Da qualche giorno un’amica mi racconta delle sue peripezie con il cubo di Rubik. Penso che non ci sia bisogno di presentazione: è un gioco/rompicapo inventato negli anni 80 dall'architetto e designer ungherese Erno Rubik e che divenne subito popolarissimo; recentemente la sua fama è riesplosa in seguito al film di Muccino "La ricerca della felicità" con Will Smith, nel film il protagonista deve la sua fortuna proprio alla capacità di risolvere velocemente il famoso rompicapo. In effetti in questi ultimi tempi i venditori ambulanti che bazzicano per i locali palermitani hanno aggiunto alla propria mercanzia proprio il famoso rompicapo e non è difficile vedere tavolini in cui gli avventori sono impegnati, oltre che a sorseggiare la propria bevanda, a giocare con il famigerato cubo. Il cubo mi ha fatto venire in mente le considerazioni di un vecchio amico che non vedo da tempo: "… è come nella vita: quando stai per completarlo mettendo a posto l‘ultima tessera, ti accorgi che per farlo lo devi rompere, devi smontare tutto quello che avevi fatto prima per poi completarlo." Mi rendo conto che suona un po' come la "vita è come una scatola di cioccolatini" di Gumpiana memoria, ma per quanto balzano fosse il mio amico, ed è strano forte, ricordo una sera in cui mi impegnò in una discussione su Batman, Superman e il problema etico (non ho amici standard, lo sapete…), trovo il paragone quantomeno calzante. Se ci si blocca, bisognerebbe trovare il coraggio di mettersi in discussione, fare qualche passo indietro e ricominciare, anche a costo di perdere quelle cose che si sono ottenute, ma che inevitabilmente non ci fanno progredire.
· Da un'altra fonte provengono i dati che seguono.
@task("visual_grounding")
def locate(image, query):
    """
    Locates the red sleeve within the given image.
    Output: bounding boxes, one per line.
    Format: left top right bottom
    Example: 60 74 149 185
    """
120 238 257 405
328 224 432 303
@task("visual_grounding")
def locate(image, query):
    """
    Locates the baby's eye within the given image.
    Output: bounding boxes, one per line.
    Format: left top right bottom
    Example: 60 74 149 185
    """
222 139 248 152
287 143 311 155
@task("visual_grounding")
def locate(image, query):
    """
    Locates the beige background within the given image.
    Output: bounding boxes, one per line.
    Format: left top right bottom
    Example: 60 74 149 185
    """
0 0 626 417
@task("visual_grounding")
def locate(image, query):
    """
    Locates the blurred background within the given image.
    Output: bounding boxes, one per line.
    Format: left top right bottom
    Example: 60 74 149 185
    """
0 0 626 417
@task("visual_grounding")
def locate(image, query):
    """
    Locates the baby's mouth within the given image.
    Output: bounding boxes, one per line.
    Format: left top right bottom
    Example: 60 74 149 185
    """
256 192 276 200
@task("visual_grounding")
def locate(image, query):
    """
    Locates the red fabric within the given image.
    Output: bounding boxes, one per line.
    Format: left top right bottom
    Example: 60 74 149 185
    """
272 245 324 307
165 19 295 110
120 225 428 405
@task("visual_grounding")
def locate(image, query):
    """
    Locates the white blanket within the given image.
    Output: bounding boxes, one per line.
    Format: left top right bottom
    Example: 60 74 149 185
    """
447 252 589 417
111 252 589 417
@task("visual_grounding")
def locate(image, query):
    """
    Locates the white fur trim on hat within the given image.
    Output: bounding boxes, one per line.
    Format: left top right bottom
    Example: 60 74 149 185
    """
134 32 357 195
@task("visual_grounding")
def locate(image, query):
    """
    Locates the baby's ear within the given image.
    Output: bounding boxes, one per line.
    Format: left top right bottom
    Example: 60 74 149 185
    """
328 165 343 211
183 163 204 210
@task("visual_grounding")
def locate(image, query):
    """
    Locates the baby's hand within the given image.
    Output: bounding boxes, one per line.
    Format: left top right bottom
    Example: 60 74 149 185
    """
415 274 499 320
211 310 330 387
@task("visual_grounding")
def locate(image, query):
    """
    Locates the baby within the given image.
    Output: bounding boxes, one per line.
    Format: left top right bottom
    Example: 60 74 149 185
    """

Non è facile, per nessuno, perchè non si rinuncia facilmente all'idea di riottenere ciò che si è perso, tantomeno si è disposti a perdere ciò che si è ottenuto. Probabilmente perchè nel momento in cui metti tutto te stesso nella realizzazione di un desiderio che sia un progetto di vita o di lavoro non importa, investendo tempo, denaro, affetto, emozioni, entrando in una sintonia quasi spirituale con esso, l'idea che ciò che volevamo realizzare è, effettivamente, irrealizzabile ci sembra assurda. E non ce ne capacitiamo. Eppure le nostre energie sono ancora lì, forse la miglior cura è la strategia del cubo Rubik, tornare indietro e ricominciare, investendo le nostre energie in un altro progetto: la rabbia, il dolore, la nostalgia diventeranno la nostra forza.